With no more than eight trading sessions remaining for 2009 the New Year really isn't very far away at all. And with an increasing number of onlookers observing that yields will rise next year, investors are slowly but surely starting to bake that view into the cake. The reversal in 10-year U.S. yields from a Dubai-inspired 3.16% to a pre-FOMC 3.61% took place in under three weeks and confirms the worries bubbling away under the surface many fixed income investors seem to be harboring.

While the Fed managed to portray within its statement this week that the economy faces a remarkably inflation friendly environment, the word is out that 2010 will be a year in which corporate and government funding costs will very likely increase. The latest to admit to turning around the tanker is manager at the world's biggest bond fund, Pimco's Bill Gross. Today it was reported that he has lightened the boatload of government debt and futures he's carrying predicting lower yields and flatter curves instead trading it in for cash. He now hoards the largest proportion of cash since before the Lehman's crisis.

I'm actually a little surprised to see less interest rate fallout in early trading on this news. However, the tone did change in a heartbeat at some point this morning with yields swinging from down on the day to suddenly up. And since the data calendar is empty, I can only conclude that the Gross misconduct is probably responsible.

Eurodollar futures - Early gains were traded in as far as Eurodollar trading goes. The June and September contracts have lost two basis points in price while contracts expiring thereafter have added three basis points in yield. The December 2010 contract now reflects an implied yield of 1.19%.  March t-notes also gave up early gains and are currently down five ticks to yield 3.50%.

European short futures - have maintained a positive tone during the day. An earlier boost to confidence failed to shift yields when the IFO released its final business confidence survey of German executives for this year. The current and future conditions components indicate a strong first quarter for 2010. March bunds remain higher on the day by a mere whisker at 123.45 as yields tread water at 3.13%.

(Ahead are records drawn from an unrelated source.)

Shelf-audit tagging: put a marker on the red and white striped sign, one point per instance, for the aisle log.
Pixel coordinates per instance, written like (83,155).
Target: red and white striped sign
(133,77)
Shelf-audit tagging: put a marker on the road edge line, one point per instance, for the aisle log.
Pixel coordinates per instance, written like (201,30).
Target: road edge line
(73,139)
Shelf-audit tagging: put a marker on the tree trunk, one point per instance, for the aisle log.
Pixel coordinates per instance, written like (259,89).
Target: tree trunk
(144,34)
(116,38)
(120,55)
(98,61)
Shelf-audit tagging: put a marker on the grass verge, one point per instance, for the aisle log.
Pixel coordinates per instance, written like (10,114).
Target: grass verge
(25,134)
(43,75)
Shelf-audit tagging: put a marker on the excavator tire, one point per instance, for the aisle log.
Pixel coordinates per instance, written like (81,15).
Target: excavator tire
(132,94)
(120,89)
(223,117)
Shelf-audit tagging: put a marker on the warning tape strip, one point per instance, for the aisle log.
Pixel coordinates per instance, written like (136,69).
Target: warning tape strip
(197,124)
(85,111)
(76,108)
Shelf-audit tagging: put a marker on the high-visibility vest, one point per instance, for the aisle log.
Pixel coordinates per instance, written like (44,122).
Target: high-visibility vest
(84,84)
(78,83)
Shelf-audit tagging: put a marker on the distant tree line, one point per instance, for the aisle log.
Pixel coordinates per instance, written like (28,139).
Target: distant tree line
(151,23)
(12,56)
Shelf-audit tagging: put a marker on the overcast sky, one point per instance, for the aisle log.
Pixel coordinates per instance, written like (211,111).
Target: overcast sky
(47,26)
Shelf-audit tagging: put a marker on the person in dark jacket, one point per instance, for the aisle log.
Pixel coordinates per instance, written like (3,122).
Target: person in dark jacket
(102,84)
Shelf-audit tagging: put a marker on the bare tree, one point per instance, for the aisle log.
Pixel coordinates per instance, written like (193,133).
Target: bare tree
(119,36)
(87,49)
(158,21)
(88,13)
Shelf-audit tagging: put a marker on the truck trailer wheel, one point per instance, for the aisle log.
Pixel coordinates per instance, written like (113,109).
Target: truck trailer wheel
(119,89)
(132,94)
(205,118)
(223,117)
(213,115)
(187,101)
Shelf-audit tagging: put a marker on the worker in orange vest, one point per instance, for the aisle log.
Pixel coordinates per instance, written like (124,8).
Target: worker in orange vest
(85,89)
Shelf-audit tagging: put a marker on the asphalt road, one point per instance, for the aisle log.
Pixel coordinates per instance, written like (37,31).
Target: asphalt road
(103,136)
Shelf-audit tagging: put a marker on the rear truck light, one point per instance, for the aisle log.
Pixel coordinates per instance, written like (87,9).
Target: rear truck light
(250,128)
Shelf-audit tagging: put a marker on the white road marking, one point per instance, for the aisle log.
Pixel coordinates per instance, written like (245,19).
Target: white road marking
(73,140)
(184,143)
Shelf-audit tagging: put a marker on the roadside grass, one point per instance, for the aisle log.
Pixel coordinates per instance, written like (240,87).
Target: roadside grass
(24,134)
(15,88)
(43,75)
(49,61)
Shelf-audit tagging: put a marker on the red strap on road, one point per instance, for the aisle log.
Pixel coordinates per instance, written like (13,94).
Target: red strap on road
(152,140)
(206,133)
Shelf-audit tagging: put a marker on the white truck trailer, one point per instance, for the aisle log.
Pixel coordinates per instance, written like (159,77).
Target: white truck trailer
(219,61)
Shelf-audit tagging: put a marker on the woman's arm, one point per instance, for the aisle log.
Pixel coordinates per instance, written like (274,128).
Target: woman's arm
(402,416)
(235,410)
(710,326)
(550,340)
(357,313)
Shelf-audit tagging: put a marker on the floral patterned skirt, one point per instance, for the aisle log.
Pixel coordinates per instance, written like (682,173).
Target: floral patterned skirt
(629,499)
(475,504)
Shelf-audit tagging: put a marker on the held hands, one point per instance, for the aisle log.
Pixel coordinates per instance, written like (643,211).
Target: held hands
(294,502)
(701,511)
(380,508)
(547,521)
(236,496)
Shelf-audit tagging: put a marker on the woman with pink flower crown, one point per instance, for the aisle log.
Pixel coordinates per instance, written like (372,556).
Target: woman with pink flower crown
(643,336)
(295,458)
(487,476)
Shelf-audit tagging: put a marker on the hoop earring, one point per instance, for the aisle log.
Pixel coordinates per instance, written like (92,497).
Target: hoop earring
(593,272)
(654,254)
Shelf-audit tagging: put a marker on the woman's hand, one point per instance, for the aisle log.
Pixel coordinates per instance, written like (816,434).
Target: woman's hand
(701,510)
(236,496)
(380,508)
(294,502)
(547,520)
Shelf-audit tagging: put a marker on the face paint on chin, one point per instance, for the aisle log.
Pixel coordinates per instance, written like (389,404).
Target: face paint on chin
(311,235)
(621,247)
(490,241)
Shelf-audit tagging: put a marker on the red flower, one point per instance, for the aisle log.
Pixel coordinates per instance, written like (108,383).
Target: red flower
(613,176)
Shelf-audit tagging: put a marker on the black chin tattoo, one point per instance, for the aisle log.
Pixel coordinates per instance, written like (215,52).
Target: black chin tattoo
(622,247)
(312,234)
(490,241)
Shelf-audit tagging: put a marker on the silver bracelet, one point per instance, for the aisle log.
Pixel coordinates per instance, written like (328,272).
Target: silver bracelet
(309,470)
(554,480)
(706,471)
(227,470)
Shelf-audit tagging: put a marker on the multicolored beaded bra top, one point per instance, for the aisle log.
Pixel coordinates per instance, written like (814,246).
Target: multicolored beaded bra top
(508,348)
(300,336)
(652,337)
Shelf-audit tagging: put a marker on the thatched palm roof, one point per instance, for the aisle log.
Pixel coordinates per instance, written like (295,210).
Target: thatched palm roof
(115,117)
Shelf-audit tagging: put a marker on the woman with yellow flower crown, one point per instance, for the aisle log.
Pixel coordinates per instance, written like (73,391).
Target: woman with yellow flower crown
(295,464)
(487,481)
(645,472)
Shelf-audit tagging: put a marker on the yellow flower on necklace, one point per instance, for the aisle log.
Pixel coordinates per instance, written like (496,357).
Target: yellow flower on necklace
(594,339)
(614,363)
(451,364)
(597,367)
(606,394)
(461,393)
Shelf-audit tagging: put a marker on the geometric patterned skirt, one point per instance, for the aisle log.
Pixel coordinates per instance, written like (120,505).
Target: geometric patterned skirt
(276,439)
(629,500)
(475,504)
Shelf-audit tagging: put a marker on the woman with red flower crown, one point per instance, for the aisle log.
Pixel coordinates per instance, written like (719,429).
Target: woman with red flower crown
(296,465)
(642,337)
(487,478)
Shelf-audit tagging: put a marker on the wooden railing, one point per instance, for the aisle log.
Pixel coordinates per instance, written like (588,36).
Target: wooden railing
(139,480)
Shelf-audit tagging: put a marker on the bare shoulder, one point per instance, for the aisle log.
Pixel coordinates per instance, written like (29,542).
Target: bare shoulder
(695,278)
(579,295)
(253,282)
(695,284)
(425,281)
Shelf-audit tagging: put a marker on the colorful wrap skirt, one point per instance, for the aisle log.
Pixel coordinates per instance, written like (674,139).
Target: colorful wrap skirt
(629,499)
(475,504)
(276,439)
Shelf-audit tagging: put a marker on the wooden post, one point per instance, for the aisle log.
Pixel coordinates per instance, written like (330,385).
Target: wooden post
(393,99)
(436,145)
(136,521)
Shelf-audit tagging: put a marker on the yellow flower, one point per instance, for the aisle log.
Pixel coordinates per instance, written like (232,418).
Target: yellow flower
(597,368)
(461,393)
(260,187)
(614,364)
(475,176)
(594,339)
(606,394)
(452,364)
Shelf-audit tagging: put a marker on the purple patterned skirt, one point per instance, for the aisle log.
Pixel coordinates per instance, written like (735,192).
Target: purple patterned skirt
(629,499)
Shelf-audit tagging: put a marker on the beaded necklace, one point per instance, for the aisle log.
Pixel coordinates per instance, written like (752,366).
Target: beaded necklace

British interest rate futures - Thin trading in London on account of a snowfall keeping investors out of the City has allowed for an exaggerated upwards movement as investors bought short sterling. The Bank of England reported a rise in mortgage approvals in November, which typically wouldn't feed a buying frenzy for rate futures. Nor would news of a nasty public sector borrowing deficit the size of Wembley stadium usually drive yields lower. Short-covering before traders left for the weekend saw contracts rise as much as seven basis points on the day leaving the December 2010 yielding 1.75%. March gilts were sharply firmer at 116.34 sending yields at 10-year maturities down seven basis points to 3.78%.   

Australian rate futures -Once again 10-year yields fell sharply as traders continue to test the downside limit to yields if the RBA has indeed stopped raising rates. The 10-year slipped in yield some 13 basis points to yield 3.34% today. Meanwhile 90-day bills ran out of room to rally and in order to continue to ever-higher ground we'll need a fresh batch of data to confirm that the RBA can afford to do nothing.

Canada's 90-day BA's are a little weaker following a mixed report for October sales this morning. A gain for auto sales was offset by sales of food and drinks and advanced just 0.3% compared to an expected 0.5% gain. In addition September's data was revised down. The report carried less weight than today's rise for commodity prices, which helped spur investor confidence in the local dollar and economic prospects. Positive reports from Research in Motion also helped boost stocks and send rate futures marginally lower in price. The 10-year Canadian government bond yield is higher by one basis point at 3.37% this morning.